As well as addressing conditions for children, the company has also placed significant emphasis on providing support for women in cocoa growing communities.

According to Clancy, this approach is also having a positive impact on preventing poverty through helping raise household incomes, and specifically supporting women in communities.

“Research we did with CARE a few years ago showed that Women spend most of their money on family education and nutrition and children, so if you can get more money into the hands of women, that will also impact on the risk factors for children,” she adds, revealing the company has also recently begun a scheme directed towards women which is focusing upon providing training on skills such as financial literacy, through to support on specific agricultural practices.

Notably, she explains that such initiatives, which also include opportunities for training on other work sectors including crafts-based potential employment, can prove effective if linked to wider engagement with small and medium-sized enterprises in the community, as well as working closely with governments to ensure any such programmes are joined-up in their delivery.

Implementing schemes

Encouragingly, she appears notably optimistic that the core areas of focus that the business is making on sustainability, alongside other major manufacturers, and civil organisations, is making a difference to communities in its supply chains.

“Over the past few years, the sector has been very successful at implementing child labour remediation schemes, aiming at using data to target interventions, surveying farmers that observes them rather than taking a punitive approach in order to understand why child labour is happening,” she said represented a notable shift in how the issue is being addressed in the wider community context.

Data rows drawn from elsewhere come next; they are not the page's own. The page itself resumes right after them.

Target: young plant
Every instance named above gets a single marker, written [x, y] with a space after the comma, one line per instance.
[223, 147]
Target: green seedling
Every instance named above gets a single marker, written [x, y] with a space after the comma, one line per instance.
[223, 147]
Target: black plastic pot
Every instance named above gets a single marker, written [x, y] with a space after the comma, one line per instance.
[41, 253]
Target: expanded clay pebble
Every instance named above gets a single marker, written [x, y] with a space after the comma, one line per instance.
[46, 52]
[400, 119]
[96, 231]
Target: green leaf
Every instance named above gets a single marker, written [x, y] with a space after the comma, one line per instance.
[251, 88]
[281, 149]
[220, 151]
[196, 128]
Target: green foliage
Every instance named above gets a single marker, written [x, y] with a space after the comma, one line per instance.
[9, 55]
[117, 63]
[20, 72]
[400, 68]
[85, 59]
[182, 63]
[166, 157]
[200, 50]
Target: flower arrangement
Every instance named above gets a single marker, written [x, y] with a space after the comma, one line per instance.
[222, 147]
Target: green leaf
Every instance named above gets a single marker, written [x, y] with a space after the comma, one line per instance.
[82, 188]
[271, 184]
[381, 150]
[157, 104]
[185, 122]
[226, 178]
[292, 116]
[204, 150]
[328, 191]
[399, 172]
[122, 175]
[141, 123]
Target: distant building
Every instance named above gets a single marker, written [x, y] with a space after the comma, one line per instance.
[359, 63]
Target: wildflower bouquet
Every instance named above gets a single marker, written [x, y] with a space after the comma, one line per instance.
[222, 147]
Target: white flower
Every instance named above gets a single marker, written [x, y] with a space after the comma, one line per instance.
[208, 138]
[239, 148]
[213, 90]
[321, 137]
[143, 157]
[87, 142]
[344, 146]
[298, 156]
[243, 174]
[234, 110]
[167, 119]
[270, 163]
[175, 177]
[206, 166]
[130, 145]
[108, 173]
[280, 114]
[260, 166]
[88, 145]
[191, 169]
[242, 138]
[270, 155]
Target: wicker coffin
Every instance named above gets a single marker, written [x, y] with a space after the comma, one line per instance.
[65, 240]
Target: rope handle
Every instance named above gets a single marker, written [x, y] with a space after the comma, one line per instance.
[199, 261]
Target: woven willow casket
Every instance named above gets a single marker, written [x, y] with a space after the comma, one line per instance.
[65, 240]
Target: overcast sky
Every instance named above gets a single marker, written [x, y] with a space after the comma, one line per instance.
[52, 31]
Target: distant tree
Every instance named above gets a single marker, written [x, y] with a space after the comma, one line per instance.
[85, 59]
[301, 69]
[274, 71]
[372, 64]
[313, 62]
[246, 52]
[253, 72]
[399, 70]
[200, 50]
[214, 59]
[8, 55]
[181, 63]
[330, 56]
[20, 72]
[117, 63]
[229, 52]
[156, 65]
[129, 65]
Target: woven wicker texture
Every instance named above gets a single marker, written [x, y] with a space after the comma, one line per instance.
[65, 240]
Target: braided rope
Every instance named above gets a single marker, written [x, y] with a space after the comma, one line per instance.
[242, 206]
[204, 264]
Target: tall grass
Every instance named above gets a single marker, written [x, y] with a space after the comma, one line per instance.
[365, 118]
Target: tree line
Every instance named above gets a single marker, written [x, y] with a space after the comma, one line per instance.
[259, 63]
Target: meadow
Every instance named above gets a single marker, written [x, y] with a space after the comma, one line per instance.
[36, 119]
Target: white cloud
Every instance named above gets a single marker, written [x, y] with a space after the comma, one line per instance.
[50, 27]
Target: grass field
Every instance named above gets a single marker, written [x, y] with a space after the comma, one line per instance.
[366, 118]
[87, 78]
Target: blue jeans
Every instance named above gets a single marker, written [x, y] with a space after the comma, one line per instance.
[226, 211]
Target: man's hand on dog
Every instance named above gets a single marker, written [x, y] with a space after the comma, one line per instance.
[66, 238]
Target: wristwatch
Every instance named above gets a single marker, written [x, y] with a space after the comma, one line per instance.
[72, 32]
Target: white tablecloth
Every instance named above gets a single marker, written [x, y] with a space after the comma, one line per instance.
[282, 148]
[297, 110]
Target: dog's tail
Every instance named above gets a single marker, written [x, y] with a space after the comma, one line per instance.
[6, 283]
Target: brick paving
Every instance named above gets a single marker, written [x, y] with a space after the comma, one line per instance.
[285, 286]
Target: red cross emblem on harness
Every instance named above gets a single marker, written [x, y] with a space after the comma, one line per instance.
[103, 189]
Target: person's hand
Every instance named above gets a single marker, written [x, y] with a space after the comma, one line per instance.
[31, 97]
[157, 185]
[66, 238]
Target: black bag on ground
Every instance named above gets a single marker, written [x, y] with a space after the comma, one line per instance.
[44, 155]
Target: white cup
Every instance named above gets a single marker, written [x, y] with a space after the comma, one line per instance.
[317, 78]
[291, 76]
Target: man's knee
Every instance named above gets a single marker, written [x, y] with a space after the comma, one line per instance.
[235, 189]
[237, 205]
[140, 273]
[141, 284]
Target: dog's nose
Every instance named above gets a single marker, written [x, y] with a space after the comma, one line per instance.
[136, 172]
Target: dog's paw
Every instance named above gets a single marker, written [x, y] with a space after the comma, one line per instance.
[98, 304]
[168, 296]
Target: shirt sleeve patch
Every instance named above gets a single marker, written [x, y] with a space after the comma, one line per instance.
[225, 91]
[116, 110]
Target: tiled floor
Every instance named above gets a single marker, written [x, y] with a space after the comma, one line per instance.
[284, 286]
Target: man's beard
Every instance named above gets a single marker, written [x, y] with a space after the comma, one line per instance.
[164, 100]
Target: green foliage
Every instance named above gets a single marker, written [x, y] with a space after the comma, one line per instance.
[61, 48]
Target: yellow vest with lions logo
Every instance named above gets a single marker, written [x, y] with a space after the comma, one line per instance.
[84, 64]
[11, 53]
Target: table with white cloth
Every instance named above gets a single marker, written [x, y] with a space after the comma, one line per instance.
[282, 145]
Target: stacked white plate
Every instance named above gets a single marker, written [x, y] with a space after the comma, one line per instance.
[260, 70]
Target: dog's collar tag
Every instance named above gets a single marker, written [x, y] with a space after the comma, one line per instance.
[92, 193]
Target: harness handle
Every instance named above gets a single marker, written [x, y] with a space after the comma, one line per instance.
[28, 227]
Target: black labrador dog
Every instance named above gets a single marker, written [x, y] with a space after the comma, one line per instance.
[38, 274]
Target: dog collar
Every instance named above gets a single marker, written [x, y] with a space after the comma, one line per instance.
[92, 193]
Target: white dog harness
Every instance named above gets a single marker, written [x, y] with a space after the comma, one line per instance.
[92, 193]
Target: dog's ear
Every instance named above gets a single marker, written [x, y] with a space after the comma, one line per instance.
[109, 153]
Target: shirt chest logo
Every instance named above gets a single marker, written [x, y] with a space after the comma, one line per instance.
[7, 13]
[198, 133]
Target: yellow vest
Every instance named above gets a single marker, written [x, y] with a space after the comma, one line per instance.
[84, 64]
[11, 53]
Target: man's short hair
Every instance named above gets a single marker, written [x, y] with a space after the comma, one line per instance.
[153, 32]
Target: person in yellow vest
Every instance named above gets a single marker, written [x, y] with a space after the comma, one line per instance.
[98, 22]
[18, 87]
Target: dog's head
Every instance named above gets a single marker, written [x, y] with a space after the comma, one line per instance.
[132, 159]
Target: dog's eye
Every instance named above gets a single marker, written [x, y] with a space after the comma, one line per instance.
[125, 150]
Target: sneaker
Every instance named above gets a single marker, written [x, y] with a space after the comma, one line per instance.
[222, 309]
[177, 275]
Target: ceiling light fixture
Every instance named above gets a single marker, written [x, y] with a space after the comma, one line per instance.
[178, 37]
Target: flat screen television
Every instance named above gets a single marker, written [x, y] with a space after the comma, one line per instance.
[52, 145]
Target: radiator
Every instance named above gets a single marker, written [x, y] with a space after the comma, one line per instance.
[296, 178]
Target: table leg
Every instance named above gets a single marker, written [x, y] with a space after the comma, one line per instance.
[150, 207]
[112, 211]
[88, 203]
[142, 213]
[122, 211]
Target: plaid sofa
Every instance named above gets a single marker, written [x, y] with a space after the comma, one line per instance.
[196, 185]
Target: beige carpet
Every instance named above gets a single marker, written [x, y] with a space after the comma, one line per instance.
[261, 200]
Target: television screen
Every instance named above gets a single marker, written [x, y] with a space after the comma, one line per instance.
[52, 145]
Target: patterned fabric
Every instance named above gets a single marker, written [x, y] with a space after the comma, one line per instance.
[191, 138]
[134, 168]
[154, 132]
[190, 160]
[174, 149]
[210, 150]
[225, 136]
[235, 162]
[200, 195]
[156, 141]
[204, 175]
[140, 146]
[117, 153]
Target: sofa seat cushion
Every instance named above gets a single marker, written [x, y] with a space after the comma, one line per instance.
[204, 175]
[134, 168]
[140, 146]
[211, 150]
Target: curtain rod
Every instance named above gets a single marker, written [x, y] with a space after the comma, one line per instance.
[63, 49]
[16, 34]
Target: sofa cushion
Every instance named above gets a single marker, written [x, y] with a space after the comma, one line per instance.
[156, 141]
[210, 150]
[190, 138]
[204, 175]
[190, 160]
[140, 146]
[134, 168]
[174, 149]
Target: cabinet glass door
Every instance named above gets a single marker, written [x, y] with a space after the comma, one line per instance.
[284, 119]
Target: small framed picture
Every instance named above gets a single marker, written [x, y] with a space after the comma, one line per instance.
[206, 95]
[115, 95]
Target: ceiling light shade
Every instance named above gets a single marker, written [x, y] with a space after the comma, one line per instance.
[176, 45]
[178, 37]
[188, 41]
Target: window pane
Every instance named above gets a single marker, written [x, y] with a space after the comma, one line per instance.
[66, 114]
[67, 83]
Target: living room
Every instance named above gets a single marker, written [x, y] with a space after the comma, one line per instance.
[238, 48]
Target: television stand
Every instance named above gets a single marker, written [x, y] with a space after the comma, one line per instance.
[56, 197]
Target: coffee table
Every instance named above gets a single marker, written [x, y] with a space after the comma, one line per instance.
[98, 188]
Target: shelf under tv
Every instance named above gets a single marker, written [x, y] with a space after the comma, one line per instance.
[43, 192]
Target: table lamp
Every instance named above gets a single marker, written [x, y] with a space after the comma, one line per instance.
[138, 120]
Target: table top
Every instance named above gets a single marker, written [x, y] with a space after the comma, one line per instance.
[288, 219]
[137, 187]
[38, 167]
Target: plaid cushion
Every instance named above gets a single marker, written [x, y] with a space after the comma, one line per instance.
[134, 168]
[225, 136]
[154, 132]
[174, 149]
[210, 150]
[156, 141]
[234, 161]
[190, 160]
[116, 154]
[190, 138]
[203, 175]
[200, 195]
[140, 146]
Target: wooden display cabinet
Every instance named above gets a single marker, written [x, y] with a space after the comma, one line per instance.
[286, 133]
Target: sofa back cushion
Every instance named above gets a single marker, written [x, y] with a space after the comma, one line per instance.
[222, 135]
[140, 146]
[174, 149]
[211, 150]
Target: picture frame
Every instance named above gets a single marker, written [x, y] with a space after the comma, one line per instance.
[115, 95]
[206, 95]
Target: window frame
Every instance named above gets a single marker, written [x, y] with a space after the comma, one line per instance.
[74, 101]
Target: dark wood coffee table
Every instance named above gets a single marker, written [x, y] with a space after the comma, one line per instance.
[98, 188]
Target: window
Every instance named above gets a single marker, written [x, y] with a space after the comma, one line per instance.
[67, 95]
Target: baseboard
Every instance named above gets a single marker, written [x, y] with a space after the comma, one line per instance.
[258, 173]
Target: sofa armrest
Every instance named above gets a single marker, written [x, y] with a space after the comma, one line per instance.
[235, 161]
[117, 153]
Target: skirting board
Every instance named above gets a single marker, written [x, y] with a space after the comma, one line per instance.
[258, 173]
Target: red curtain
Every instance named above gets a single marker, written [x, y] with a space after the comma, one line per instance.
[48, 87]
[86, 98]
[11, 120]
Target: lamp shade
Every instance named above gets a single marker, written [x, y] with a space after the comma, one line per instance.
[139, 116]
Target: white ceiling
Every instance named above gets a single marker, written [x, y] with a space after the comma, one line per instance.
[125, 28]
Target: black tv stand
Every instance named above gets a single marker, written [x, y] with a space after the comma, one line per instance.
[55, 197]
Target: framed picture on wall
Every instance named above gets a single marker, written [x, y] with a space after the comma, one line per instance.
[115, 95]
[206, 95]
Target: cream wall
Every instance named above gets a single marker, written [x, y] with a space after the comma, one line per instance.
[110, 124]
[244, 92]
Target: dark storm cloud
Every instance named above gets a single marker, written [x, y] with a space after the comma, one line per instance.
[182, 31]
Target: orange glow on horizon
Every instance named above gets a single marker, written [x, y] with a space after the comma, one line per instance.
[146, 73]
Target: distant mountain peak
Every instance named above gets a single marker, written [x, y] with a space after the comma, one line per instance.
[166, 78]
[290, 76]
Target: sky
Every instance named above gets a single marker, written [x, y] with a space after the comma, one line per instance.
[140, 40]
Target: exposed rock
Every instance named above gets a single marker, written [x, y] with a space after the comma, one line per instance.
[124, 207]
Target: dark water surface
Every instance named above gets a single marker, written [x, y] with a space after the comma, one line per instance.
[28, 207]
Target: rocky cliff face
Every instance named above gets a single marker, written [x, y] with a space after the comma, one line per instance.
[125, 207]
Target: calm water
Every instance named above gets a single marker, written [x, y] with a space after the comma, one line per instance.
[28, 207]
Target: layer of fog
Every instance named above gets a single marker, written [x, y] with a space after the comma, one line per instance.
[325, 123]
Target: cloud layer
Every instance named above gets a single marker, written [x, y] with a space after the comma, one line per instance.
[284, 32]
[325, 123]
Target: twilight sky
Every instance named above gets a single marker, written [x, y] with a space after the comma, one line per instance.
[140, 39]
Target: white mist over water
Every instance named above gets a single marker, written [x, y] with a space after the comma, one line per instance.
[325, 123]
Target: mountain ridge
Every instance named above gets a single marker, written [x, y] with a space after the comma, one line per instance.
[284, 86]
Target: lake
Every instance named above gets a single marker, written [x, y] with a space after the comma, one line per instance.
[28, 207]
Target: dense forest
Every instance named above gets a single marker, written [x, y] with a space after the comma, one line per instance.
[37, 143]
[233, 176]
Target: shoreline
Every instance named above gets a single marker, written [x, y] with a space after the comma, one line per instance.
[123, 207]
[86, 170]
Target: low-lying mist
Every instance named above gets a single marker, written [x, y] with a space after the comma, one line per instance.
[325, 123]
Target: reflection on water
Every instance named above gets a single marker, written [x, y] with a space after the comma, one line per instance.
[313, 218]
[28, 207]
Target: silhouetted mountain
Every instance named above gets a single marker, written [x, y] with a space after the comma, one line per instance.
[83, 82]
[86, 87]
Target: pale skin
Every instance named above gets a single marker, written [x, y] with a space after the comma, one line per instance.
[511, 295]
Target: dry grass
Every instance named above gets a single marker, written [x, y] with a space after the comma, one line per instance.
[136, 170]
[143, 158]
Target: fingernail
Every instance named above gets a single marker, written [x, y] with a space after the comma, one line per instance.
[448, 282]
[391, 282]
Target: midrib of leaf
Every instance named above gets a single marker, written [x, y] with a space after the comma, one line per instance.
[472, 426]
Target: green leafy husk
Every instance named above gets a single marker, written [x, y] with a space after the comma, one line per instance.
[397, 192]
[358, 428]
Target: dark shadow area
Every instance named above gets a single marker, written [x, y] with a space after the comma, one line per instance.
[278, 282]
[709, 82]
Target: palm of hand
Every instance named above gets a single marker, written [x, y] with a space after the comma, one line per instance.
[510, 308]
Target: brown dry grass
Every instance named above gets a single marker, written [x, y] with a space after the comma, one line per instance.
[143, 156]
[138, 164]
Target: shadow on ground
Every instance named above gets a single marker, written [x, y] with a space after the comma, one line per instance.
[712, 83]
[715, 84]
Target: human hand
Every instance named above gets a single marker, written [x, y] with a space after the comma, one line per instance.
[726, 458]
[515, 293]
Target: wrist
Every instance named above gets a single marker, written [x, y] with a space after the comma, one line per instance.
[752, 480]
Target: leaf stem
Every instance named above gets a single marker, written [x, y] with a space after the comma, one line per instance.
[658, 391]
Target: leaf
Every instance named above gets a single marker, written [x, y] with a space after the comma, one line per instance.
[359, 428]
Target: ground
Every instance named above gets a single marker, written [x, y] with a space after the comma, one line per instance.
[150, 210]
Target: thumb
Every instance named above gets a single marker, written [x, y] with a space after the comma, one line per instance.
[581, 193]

As she reveals, the information which is gathered in such exercises is then taken to deliver specific targeted interventions, which she describes as ‘powerful tools’ used by the industry.

Significantly, she cites the company’s own roadmap scheme that aims to have its entire cocoa supply chain covered by such remediation frameworks by 2025 in order to drive further impact on the issue.

“I have a lot of confidence in the progress that we will be making, just given how rapidly we have introduced these new models, and how much willingness there within the sector to share learning and data to help us understand how we can scale these systems and to make sure they are efficient,” she adds of the company’s approach.

Living income

As previously reported, another major matter to have hit the spotlight for sustainability within the cocoa sector has been the emergence of the Living Income Differential (LID).

Under the newly-established scheme forged by Ghana and Ivory Coast governments, confectionery manufacturers pay a premium of $400 a tonne of cocoa supplies, which it is hoped will address the considerable income gap – which was recently put at $10 billion in a study from Mondelez International.

Clancy concluded that price is just one element of the problem, though affirms the company’s commitment to the LID payments, alongside a strategy of encouraging agricultural diversity and working closely with governments in Ivory Coast and Ghana.

Through such a combination of actions, she adds that there’s genuine optimism for continuing the strong progress made so far in the ongoing quest for supply sustainability.